É um dia qualquer da semana, e ao redor há professores, alunos, namorados, leitores e amantes de café.

A cafeteria vivia movimentada, principalmente no período da tarde. Era um lugar calmo, aconchegante e silencioso, o melhor trabalho que se podia ter embora eu ganhasse menos do que queria. O único som que podia se ouvir eram teclas sendo pressionadas, páginas sendo viradas e conversas entre amigos. O que mais me animava era o cheiro do café - embora eu detestasse a bebida. Tinha uma garota que ia lá todas as terças, ela sempre pedia um expresso com chantilly e foi exatamente essa garota que mudou completamente o que eu pensava ser a única coisa certa na minha vida: a minha sexualidade. Na verdade, eu sempre tive manifestações do meu lado lésbico, mas nunca tive tanta convicção dele.

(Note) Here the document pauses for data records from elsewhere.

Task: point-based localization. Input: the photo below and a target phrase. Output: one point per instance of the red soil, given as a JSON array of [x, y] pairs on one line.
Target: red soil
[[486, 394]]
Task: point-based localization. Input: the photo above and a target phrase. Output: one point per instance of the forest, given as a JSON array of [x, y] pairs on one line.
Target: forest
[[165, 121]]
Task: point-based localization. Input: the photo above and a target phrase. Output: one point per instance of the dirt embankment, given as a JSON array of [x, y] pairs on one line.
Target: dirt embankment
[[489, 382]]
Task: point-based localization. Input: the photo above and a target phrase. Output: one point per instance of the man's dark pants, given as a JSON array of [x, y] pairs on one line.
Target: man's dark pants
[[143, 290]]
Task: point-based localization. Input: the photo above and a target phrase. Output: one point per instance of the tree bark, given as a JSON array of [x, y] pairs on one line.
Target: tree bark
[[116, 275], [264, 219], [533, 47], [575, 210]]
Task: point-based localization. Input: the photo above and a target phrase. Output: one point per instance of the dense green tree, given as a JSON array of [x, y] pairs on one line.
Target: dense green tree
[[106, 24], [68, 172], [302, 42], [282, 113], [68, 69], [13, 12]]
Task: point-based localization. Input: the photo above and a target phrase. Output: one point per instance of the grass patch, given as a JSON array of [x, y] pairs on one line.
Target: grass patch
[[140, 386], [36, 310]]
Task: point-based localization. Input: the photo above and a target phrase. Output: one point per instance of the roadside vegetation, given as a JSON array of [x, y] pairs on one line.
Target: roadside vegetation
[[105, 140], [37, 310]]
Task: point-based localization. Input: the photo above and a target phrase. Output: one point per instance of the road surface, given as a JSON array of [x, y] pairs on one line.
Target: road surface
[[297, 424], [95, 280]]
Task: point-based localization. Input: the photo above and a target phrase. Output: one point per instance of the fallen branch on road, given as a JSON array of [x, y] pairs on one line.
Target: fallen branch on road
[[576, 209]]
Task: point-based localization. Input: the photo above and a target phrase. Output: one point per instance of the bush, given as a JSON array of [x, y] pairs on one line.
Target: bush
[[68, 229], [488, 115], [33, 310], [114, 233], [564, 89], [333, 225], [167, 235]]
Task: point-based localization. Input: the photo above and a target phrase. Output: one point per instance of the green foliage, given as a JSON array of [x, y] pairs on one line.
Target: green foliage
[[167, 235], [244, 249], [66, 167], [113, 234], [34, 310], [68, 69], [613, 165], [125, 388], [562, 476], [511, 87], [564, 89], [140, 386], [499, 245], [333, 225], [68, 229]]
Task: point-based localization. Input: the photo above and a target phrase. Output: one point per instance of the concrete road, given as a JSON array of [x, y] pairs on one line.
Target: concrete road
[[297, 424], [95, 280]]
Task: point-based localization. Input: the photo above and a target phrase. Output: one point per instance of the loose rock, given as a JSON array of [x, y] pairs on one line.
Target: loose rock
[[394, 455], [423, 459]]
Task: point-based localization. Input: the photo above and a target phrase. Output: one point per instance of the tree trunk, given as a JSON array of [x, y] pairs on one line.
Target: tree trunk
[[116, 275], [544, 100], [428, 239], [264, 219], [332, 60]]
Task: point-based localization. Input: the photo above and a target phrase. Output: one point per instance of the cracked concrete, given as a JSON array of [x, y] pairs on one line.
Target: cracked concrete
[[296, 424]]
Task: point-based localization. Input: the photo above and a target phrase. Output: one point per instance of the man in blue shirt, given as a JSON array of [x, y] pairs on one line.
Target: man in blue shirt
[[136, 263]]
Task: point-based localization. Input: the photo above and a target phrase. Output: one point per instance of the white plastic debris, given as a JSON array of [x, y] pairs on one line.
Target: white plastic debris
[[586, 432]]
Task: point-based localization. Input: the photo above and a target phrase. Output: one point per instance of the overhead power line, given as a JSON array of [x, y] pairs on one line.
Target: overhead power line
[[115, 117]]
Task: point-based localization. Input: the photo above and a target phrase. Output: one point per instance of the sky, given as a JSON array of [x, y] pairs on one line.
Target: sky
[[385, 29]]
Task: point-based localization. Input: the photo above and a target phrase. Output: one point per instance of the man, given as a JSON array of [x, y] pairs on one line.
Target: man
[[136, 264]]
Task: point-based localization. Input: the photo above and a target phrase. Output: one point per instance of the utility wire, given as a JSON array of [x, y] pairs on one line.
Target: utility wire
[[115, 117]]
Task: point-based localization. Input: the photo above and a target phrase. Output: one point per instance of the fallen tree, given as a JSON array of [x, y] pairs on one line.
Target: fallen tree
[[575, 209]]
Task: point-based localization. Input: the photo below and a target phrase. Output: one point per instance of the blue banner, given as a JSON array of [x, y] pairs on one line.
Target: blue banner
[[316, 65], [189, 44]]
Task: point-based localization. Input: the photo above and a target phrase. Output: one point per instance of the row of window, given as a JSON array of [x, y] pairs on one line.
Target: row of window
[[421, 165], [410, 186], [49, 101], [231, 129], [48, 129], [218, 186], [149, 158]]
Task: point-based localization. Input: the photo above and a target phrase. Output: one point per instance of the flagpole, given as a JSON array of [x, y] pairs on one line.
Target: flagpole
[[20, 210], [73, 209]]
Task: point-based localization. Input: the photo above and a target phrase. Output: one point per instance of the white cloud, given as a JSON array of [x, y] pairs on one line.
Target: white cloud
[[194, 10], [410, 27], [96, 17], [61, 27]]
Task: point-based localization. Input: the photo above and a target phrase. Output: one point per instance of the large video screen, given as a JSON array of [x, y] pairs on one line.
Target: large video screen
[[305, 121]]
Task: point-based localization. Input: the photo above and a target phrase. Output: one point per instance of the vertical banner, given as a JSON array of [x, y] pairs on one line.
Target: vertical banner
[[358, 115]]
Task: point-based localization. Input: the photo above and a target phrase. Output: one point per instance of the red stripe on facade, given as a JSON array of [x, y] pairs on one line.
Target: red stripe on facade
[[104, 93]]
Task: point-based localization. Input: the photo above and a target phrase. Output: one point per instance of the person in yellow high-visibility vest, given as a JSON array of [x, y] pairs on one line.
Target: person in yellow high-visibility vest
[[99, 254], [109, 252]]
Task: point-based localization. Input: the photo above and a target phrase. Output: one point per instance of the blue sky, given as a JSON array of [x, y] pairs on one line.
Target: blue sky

Eu não sabia o nome dela, ela era alta, tinha cabelos curtos e castanhos, assim como seus olhos, ela sempre usava jeans rasgadas e blusas largas tentando esconder o que tinha por baixo das roupas e não que eu ficasse reparando mas ela tinha um belo corpo, ela usava aparelho ortodôntico embora eu não notasse nenhuma imperfeição em seu sorriso, até achava sexy. Eu a ouvi dizer algumas vezes que tinha se mudado pra cá há pouco mais de um ano. Ela devia ter entre 15 e 17 anos e diferente das outras garotas de sua idade ela nunca vinha acompanhada, talvez gostasse de ser solitária, mas nem se comparava comigo, que tinha praticamente um casulo em volta de mim, me protegendo dos outros mortais. Sabe, eu a consideraria interessante, mas até então ela era só mais uma pessoa no meio da multidão e ela nunca olharia pra alguém igual a mim de qualquer forma.

Naquela noite em que eu vi a garota do chantilly pela primeira vez, tive um sonho com ela e nós fazíamos sexo. Eu nunca havia sentido tanta atração por uma mulher e lidar com aquilo era esquisito, por que até então eu era hétero e agora eu me perguntava o que realmente eu era. Ter desejo é apenas uma curiosidade que toda mulher pode ter? Será que eu sou lésbica? O que os outros vão pensar? O que meus pais vão pensar?

Eu até podia imaginar eles me desertando. Sabe aquelas pessoas que sempre estavam preocupados demais com o que o colega de trabalho vai dizer ou o que o vizinho irá pensar? Eles eram assim. Eu mesma não queria ser assim, mas infelizmente eu era e embora eu tentasse esconder esse meu lado com o passar do tempo foi ficando cada vez mais difícil. Comecei a pesquisar no google algumas matérias sobre homossexualidade, bissexualidade e etc, li bastante depoimentos de pessoas que se sentiam que nem eu, depoimentos de pessoas corajosas que se assumiram e hoje estavam vivendo seu felizes para sempre.

Cada vez que encontrava com o travesseiro, minha cabeça era tomada por pensamentos, diálogos inexistentes, pela minha imaginação fértil ou por perguntas e idéias de como contar para os meus pais e eu só conseguia pensar: ferrou. Eu fiquei me martirizando por dias devido à essa incerteza e hoje vejo o quanto foi desnecessário. Se querer beijar uma mulher significa que sou bissexual então eu era, simples assim. Minha vó dizia, a adolescência é um período efervescente, repleto de pequenas grandes descobertas. Como sempre ela tinha que ter razão? Droga! Bom, eu só podia rezar e esperar pra que essa pequena grande descoberta não a matasse do coração.